Düsseldorf – Der Mann aus der Rixdorfer Straße in Köln-Mülheim hielt das Schreiben der Ausländerbehörde für wenig bedeutsam. Darin forderte die Kommune Alpaslan Ü., 28, zur Ausreise auf. Doch der Mann ignorierte die Anweisung. Mitte Mai standen dann Beamte vor seiner Tür und verfrachteten den türkischen Staatsbürger, der in Köln geboren wurde, in ein Flugzeug nach Istanbul. Die Abschiebung gelang nur, weil Alpaslan Ü. es versäumte, über seinen Anwalt gegen die Ausreiseverfügung vor dem Verwaltungsgericht zu klagen.

Verurteilter Terror-Helfer

Seit einiger Zeit stand der Endzwanziger auf der Liste islamistischer Gefährder. Häufig saß er nach Informationen des Kölner Stadt-Anzeiger vor dem PC und klickte dschihadistische Seiten an. Unter Stichworten wie Selbstmord im Krieg, Märtyrertum oder Dschihad lud sich der Harz-IV-Empfänger Dateien herunter. Dazu zählte auch Propaganda-Material der Terror-Miliz „Islamischer Staat“ (IS) mit dem Titel „Greif sie an“ nebst Anleitung zum Bombenbau. Auch der optimale Messereinsatz wurde dort demonstriert – um Ungläubigen die Kehle durchzuschneiden.

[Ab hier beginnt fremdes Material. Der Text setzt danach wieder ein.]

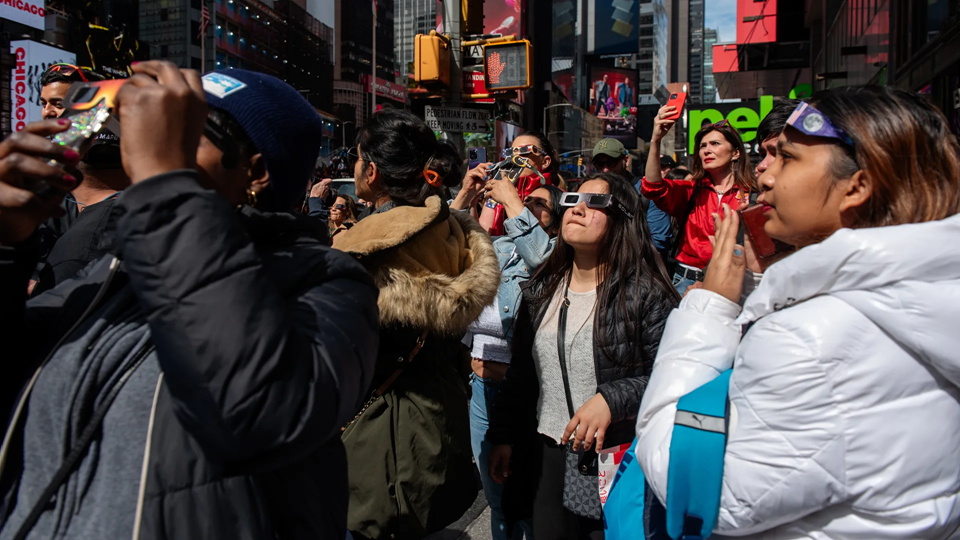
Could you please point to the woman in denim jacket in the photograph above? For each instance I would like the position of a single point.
(531, 228)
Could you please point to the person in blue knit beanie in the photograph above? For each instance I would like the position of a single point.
(261, 142)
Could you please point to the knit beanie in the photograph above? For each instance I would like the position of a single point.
(283, 126)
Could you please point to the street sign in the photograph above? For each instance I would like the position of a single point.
(457, 120)
(508, 65)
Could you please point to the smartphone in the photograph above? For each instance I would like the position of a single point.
(476, 156)
(752, 220)
(678, 100)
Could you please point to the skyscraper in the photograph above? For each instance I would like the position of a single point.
(696, 56)
(411, 17)
(709, 84)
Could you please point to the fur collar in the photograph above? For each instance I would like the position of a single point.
(434, 273)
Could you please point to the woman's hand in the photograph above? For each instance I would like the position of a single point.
(728, 264)
(23, 159)
(162, 111)
(589, 424)
(500, 462)
(660, 124)
(505, 193)
(472, 187)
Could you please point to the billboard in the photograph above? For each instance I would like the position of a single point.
(502, 17)
(27, 12)
(616, 28)
(109, 51)
(613, 99)
(32, 59)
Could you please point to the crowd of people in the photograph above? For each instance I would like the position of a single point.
(205, 340)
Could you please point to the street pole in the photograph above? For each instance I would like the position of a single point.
(373, 80)
(453, 21)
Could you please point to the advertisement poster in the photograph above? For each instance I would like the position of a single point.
(27, 12)
(32, 59)
(613, 99)
(616, 26)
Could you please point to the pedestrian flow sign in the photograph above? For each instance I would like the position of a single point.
(457, 119)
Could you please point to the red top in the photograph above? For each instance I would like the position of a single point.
(673, 197)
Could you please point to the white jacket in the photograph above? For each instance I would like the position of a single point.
(845, 416)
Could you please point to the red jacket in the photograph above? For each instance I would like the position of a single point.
(673, 197)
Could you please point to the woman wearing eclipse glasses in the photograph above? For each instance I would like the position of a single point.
(586, 337)
(532, 163)
(844, 420)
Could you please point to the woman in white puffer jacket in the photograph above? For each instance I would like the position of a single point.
(845, 393)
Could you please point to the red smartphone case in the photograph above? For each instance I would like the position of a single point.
(753, 220)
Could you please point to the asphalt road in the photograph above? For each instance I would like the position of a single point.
(473, 525)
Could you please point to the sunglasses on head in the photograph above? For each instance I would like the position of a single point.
(599, 201)
(522, 151)
(68, 70)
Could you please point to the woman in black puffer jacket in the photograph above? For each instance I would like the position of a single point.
(586, 339)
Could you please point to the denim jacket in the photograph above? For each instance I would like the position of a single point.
(520, 251)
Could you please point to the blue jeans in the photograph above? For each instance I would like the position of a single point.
(481, 405)
(681, 283)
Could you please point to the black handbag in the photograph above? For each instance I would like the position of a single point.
(581, 491)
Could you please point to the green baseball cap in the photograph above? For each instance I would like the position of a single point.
(610, 148)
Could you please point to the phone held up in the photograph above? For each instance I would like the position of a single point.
(476, 156)
(752, 220)
(89, 106)
(678, 100)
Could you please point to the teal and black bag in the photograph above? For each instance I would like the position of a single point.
(694, 477)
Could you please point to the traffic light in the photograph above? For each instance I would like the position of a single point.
(471, 12)
(508, 65)
(431, 59)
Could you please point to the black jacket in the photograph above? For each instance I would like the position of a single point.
(266, 340)
(514, 418)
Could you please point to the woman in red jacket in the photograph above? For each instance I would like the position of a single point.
(721, 175)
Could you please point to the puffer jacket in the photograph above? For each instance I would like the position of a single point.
(844, 398)
(266, 342)
(514, 418)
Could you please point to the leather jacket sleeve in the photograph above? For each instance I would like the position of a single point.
(251, 372)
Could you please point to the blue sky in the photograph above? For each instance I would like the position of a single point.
(722, 15)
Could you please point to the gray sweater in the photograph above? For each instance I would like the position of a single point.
(552, 411)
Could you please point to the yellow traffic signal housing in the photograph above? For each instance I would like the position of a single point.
(508, 65)
(431, 59)
(471, 12)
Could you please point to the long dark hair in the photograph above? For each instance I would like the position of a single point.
(903, 145)
(742, 172)
(403, 146)
(628, 258)
(544, 143)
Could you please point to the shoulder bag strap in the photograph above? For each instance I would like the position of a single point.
(562, 346)
(695, 473)
(387, 384)
(80, 447)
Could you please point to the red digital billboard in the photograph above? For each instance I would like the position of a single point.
(761, 21)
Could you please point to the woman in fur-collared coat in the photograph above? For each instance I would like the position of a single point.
(408, 451)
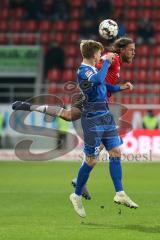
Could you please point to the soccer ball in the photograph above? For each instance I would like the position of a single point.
(108, 29)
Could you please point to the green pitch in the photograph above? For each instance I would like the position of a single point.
(34, 203)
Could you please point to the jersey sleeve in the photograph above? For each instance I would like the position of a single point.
(86, 73)
(113, 88)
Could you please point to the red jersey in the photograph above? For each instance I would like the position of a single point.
(113, 74)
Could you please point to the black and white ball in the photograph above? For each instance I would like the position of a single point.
(108, 29)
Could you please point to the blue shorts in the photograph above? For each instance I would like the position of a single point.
(97, 129)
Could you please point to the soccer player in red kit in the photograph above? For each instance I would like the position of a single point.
(124, 48)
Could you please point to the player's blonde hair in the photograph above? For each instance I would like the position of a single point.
(121, 43)
(89, 47)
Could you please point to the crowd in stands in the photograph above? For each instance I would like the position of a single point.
(59, 25)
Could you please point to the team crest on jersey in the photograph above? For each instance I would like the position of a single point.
(88, 73)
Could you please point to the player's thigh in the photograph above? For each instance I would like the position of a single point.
(111, 138)
(91, 131)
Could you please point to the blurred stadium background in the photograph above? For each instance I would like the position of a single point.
(39, 54)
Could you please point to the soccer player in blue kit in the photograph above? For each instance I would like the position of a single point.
(98, 124)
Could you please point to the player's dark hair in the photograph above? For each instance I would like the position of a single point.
(89, 47)
(121, 43)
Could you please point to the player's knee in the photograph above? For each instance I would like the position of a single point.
(66, 115)
(92, 160)
(115, 152)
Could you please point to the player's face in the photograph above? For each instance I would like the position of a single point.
(128, 53)
(97, 56)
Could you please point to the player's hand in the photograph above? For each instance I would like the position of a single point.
(127, 86)
(109, 56)
(101, 147)
(19, 105)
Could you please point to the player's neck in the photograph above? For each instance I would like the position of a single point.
(90, 62)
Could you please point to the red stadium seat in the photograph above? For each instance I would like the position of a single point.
(126, 99)
(52, 89)
(141, 89)
(157, 37)
(74, 26)
(142, 75)
(18, 13)
(133, 3)
(142, 62)
(132, 14)
(146, 13)
(17, 39)
(70, 62)
(59, 38)
(131, 26)
(119, 3)
(69, 75)
(45, 38)
(30, 39)
(59, 26)
(143, 50)
(4, 26)
(147, 3)
(156, 13)
(5, 13)
(30, 26)
(71, 50)
(156, 51)
(77, 3)
(156, 76)
(127, 75)
(16, 26)
(157, 27)
(54, 75)
(73, 37)
(156, 89)
(4, 39)
(45, 26)
(155, 64)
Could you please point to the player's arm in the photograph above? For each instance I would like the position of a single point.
(67, 114)
(99, 77)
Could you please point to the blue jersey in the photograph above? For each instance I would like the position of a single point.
(92, 83)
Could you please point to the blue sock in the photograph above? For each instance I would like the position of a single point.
(82, 178)
(116, 172)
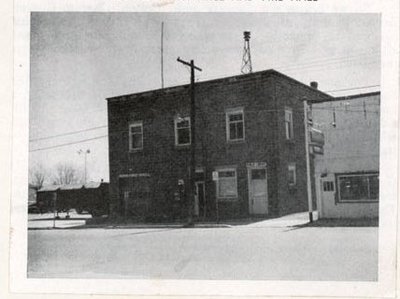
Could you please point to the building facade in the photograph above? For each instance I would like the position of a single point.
(347, 175)
(249, 132)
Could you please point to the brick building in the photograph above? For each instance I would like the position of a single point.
(249, 128)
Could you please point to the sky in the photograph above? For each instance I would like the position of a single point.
(79, 59)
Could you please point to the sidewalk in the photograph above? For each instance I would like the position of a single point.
(77, 221)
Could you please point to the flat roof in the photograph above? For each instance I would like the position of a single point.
(223, 79)
(349, 97)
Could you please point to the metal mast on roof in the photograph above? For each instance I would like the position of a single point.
(246, 62)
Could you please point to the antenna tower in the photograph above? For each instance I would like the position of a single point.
(246, 62)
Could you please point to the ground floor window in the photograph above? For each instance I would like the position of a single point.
(358, 187)
(227, 183)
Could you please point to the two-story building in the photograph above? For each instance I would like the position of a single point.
(249, 130)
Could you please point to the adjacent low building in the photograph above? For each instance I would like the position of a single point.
(347, 175)
(249, 131)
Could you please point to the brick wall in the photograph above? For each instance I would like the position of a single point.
(262, 96)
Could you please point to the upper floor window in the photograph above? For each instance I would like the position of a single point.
(289, 123)
(182, 131)
(235, 125)
(136, 136)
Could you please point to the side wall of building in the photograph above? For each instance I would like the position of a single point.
(351, 128)
(293, 198)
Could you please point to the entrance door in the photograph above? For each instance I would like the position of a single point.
(199, 199)
(258, 191)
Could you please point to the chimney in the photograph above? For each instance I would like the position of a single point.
(314, 84)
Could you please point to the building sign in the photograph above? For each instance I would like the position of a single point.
(317, 141)
(135, 175)
(256, 164)
(215, 175)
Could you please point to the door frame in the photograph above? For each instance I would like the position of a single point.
(197, 196)
(250, 167)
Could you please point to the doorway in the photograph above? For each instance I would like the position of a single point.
(200, 200)
(258, 190)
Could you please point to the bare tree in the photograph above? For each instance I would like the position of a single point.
(66, 174)
(37, 175)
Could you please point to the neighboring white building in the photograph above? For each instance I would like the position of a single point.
(347, 174)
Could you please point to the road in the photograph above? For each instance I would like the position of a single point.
(254, 252)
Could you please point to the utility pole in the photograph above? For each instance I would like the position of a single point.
(162, 54)
(192, 173)
(307, 145)
(85, 153)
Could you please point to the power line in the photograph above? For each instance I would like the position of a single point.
(361, 87)
(68, 133)
(69, 143)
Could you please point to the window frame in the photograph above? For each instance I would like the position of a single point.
(231, 197)
(289, 131)
(131, 125)
(292, 167)
(176, 121)
(361, 174)
(229, 112)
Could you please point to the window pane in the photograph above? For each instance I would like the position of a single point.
(292, 176)
(258, 174)
(236, 117)
(183, 136)
(226, 174)
(374, 187)
(354, 188)
(288, 116)
(136, 129)
(227, 187)
(183, 124)
(232, 131)
(239, 130)
(137, 141)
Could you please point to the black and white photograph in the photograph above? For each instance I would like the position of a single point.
(206, 146)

Im Dezember 2017 wurde der Kölner in einem Terror-Prozess in Braunschweig zu einem Jahr Haft auf Bewährung verurteilt, weil er eine Gruppe um einen deutschen Konvertiten mit einem kleinen Geldbetrag unterstützt hatte. Die Zelle hatte Sprengstoff-Anschläge auf Soldaten und Polizisten hierzulande geplant, kurz vor ihrer Festnahme aber das Vorhaben aufgegeben.

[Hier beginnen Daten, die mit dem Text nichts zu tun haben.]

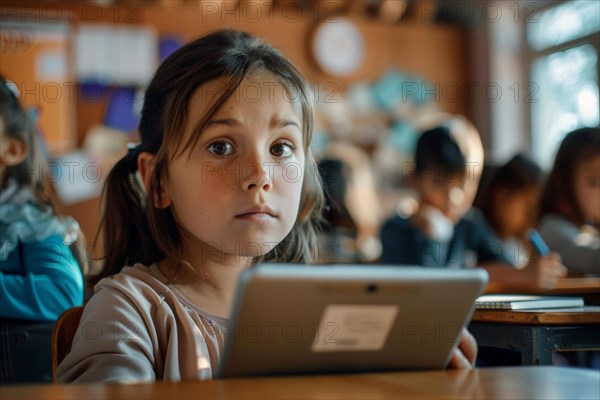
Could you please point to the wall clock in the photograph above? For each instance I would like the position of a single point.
(338, 47)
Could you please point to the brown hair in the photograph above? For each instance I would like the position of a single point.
(558, 196)
(134, 228)
(518, 175)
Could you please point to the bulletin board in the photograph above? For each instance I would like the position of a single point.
(35, 57)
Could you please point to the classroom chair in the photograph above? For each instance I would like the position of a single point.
(62, 336)
(25, 355)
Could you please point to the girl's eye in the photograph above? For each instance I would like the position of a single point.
(221, 148)
(282, 150)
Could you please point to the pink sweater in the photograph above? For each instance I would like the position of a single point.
(138, 328)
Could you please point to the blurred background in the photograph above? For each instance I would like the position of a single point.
(522, 72)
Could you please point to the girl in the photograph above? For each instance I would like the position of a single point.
(40, 275)
(570, 204)
(509, 204)
(352, 212)
(219, 182)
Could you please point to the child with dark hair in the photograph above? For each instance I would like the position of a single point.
(509, 203)
(220, 181)
(570, 203)
(350, 234)
(446, 231)
(40, 271)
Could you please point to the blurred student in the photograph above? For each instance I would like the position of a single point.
(350, 234)
(509, 202)
(446, 231)
(40, 274)
(570, 203)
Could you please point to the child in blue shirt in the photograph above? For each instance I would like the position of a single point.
(40, 276)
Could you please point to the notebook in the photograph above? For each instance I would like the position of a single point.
(523, 302)
(291, 319)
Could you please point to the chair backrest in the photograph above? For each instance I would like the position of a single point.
(25, 351)
(63, 334)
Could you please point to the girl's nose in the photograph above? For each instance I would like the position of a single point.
(256, 177)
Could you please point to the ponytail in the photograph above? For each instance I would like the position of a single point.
(124, 225)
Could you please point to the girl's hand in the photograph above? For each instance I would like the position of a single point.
(466, 353)
(543, 272)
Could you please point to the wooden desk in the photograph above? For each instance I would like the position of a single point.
(491, 383)
(565, 286)
(538, 333)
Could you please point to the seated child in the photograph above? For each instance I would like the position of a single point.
(509, 203)
(40, 277)
(570, 203)
(220, 181)
(350, 234)
(445, 231)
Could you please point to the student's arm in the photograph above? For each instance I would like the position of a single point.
(465, 355)
(112, 343)
(52, 282)
(577, 253)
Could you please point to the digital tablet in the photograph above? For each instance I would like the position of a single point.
(291, 319)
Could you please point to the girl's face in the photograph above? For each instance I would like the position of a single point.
(516, 212)
(444, 192)
(238, 189)
(587, 188)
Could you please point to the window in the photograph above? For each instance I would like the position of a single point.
(563, 39)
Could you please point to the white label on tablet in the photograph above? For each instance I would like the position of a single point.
(354, 327)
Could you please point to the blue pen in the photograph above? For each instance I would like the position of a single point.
(537, 242)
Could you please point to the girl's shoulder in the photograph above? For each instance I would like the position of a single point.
(136, 278)
(25, 220)
(143, 286)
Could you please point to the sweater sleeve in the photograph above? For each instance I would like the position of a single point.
(578, 253)
(51, 282)
(111, 344)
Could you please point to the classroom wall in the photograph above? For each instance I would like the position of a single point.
(438, 53)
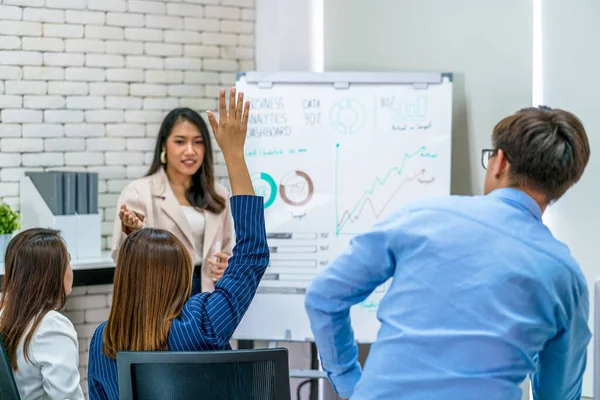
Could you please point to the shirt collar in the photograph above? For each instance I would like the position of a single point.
(519, 199)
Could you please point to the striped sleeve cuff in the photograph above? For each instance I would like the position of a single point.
(248, 213)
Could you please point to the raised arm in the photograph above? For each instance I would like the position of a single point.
(216, 315)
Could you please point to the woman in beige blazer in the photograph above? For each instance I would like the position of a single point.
(180, 194)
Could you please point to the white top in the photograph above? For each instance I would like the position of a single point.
(53, 370)
(197, 222)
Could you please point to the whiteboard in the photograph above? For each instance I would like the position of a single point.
(332, 154)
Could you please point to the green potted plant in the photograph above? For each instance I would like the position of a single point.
(9, 223)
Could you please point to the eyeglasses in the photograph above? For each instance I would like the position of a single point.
(486, 154)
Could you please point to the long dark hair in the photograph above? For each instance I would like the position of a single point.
(153, 280)
(35, 265)
(202, 193)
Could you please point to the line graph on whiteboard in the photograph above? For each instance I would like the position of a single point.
(379, 197)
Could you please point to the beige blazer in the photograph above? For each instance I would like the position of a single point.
(153, 199)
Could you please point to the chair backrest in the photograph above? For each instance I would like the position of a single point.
(597, 340)
(220, 375)
(8, 387)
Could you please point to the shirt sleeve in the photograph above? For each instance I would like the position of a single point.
(367, 263)
(54, 350)
(208, 320)
(562, 362)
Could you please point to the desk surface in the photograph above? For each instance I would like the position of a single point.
(105, 261)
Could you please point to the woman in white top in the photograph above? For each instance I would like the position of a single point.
(179, 194)
(41, 343)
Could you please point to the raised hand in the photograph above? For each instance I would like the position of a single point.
(230, 130)
(130, 219)
(230, 133)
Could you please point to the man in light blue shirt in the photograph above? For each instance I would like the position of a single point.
(482, 294)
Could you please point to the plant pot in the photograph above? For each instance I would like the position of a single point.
(4, 239)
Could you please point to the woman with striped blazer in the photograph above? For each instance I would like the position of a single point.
(152, 308)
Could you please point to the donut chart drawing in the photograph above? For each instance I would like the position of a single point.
(296, 188)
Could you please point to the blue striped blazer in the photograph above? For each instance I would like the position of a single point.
(207, 320)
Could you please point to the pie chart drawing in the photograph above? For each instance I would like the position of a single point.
(347, 116)
(296, 188)
(265, 186)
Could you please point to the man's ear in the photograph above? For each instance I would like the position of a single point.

Alles zum Thema Joachim Stamp

Der mutmaßliche Mitverschwörer Alpaslan Ü. legte Revision gegen das Urteil ein. Vor diesem Hintergrund kritisiert sein Anwalt Michael Murat Sertsöz im Gespräch mit dieser Zeitung die Abschiebeaktion der NRW-Behörden. „Das Urteil gegen meinen Mandanten ist noch nicht rechtskräftig, es bleibt also abzuwarten, wie der Bundesgerichtshof entscheidet.“ Sollte Karlsruhe den Schuldspruch aufheben, will Sertsöz „ein Visum beantragen, um meinen Mandanten zurück zu holen. Der Junge spricht kaum Türkisch, ist in Deutschland verwurzelt, hat hier seine Großmutter bis zu ihrem Tode gepflegt“. Sein Vergehen sei einzig gewesen, dem Chef der verurteilten Terror-Gruppe 40 Euro zu überweisen. Die Einstufung als Gefährder nannte der Kölner Strafverteidiger „willkürlich“.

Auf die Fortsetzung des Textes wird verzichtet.